ある学期の定期テストの帰り道であることを考慮するならば、その行動自体には何も疑問の余地はないと私も思う。兄妹であることで、向かう場所は限りなく同じで、廊下を越えた先に入る扉が違うだけである。


さらに情報をつけ足せば、今日と言う日は定期テストの中日に当たり、明日にも新たなテストが控えている。そのため、昼にテストが終了したとしても誰として学内には勉強という名目で居残る人間はいても、学友と話したりすることで時間を無駄にしようとする者は多くない。


幸いにも、学内に残るということを選択するまでもなく私には家があるし、そこは住宅街から少し道を中に入ったところにあり、騒音の心配は少ない。


これを幸いだというのは心からの感想である。況や、住宅街をスクールゾーンとして使っていた身としてはその保有する万雷の音の恐ろしさは染み染みだ。


新宅の多い住宅街は一本通った広小路に面し、朝から晩まで交通が絶えないと聞き及ぶ。夏などは特にひどいらしい。昼は整然と並べられた街路樹から発せられるセミの鳴き声の多さに、夜は磊落の精神をもってモラトリアムを消費する暴走族のやんちゃに付き合わされる。彼女の怒りようは本物だったから、話を掘り返せば掘り返すほど熱くなっていって、正直その時は大変だった。


次に会った時には叫んでやると豪語していたほどだ。

その上での今年だったが、どうやら新宅の開発が進むにつれてそちらの問題は漸減の動きを見せているらしい。無論、子供達はひどいらしいが。


それは仕方ないなと自分に言い聞かせる時、T字路に差し掛かる。

我々はT字路の短辺の左側より侵入する。

開けた環境にある私の視界にはあるものが飛び込む。視界で説明すれば右側。T字路で言うならば長辺の部分より接近が確認できた。


トラックなのは確認できる。

随分と入り組んだ道を使っているものだと感心する。

その脇道は確か、広小路に直角に接する道からの派生だったと思う。

そのトラックの正体はいまだ側面が良く確認出来ないため手に入る情報はあまり多くない。


まだ少し距離がある。このままのスピードを維持して歩き続けさえすれば、トラックを余計に停止させることなく事なきを得られる。


さらにトラックは接近する。

側面の情報はそれに伴い目に届き始める。

あまり見ない引っ越しトラックだ。積み荷の有無と言うのは分からないが、コンクリートのひび割れにタイヤが跳ねる。

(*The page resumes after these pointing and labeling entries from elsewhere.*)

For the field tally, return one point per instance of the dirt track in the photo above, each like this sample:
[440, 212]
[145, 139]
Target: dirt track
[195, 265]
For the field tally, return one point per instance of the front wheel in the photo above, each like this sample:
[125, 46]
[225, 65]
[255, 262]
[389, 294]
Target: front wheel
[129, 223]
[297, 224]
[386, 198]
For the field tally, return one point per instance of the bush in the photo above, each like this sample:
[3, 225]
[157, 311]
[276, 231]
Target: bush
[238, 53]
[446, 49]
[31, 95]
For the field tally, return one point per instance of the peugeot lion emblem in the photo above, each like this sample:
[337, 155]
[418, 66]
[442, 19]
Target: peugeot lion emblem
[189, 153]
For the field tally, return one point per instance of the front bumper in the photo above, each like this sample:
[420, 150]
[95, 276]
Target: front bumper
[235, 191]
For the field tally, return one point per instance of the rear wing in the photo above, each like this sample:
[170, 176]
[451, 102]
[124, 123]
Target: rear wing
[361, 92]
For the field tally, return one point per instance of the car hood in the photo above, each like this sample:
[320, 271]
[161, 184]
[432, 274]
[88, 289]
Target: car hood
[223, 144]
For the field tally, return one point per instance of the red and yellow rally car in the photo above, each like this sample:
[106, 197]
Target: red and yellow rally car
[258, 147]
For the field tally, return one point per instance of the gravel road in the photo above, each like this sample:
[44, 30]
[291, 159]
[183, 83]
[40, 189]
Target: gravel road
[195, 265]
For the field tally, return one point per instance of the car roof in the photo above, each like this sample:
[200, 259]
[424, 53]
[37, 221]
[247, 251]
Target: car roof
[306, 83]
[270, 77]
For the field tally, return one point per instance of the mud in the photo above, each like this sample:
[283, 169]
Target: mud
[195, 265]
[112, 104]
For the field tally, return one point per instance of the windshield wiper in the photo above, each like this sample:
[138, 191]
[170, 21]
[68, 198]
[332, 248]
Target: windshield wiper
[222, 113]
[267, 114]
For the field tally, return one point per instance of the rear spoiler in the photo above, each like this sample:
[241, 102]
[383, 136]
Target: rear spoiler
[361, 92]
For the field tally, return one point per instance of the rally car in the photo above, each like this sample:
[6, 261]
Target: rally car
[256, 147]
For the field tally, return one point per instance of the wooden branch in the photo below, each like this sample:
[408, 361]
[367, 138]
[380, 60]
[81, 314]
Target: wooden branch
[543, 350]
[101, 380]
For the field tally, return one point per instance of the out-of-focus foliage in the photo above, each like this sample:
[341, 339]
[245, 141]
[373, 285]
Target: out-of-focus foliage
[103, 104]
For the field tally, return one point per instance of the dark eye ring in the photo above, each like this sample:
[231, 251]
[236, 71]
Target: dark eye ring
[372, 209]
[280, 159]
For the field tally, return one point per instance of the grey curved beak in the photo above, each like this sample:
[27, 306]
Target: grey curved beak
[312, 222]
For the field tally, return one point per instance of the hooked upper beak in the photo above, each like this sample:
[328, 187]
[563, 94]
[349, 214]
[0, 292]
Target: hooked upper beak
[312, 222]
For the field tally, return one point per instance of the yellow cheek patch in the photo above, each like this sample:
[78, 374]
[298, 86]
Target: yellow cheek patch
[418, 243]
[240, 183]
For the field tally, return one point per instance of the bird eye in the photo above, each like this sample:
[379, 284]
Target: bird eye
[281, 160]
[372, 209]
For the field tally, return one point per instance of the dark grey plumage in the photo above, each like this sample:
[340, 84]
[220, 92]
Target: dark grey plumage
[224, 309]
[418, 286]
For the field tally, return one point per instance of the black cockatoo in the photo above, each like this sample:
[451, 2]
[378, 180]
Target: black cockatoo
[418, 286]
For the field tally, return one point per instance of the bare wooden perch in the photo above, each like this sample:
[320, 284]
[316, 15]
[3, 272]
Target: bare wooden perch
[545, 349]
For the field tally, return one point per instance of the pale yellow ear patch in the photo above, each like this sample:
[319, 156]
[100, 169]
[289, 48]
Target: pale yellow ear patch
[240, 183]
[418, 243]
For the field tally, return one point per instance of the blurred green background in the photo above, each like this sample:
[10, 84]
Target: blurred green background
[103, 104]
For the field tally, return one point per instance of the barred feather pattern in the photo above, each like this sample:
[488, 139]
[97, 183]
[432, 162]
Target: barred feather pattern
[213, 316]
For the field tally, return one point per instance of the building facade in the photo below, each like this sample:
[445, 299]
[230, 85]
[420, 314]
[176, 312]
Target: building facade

ナンバープレートには4桁の番号と、地名がここらでは見たことのないようなものになっている。驚いたことが一つあり、アルファベットがかかれている地名の横の数字の一部が数字ではないのだ。

そんなものもあるのかと感心した。


歩みを進めて、T字路を渡りきる。

トラックはおよそもう数秒でその左右をどちらかに曲がることだろう。


ここで問題に直面する。

標と歩く右側のみに引かれた白線。それを堂々と跨るようにして軽自動車が止まっている。製紙工場か何かの車らしいが、道の3割ほどを占める。


この一本道の停止する車の横を私は通ることが出来るのだろうか。

軽自動車、人二人、トラック、これが横並びに慣れるほどの余裕はない。

背後からのトラックの音はドップラー効果を生み出すほどではなく、排気ガスの発生音が均等に聞こえる。

軽自動車のミラーは接触の危険を知っていてか、律義に仕舞っている。


後ろを確認するなら、止まってしまえばいい。

無論、止まるなら、歩き続けたい。

ものぐさ私は判断をする。



しかし、直前ふっと体は引かれた。

突然のことに現実の状況を理解するのに須臾の時間を有した。

兄が私の学生カバンのひもを引っ張って歩を定速で進めている。


軽自動車の体を8割ほど過ぎたところで後ろを振り返る。

トラックはその後ろ姿を向けているところだった。


「分かってたんですか。」


「何が?」


いつもながらに、分からないような顔をする兄に睥睨する。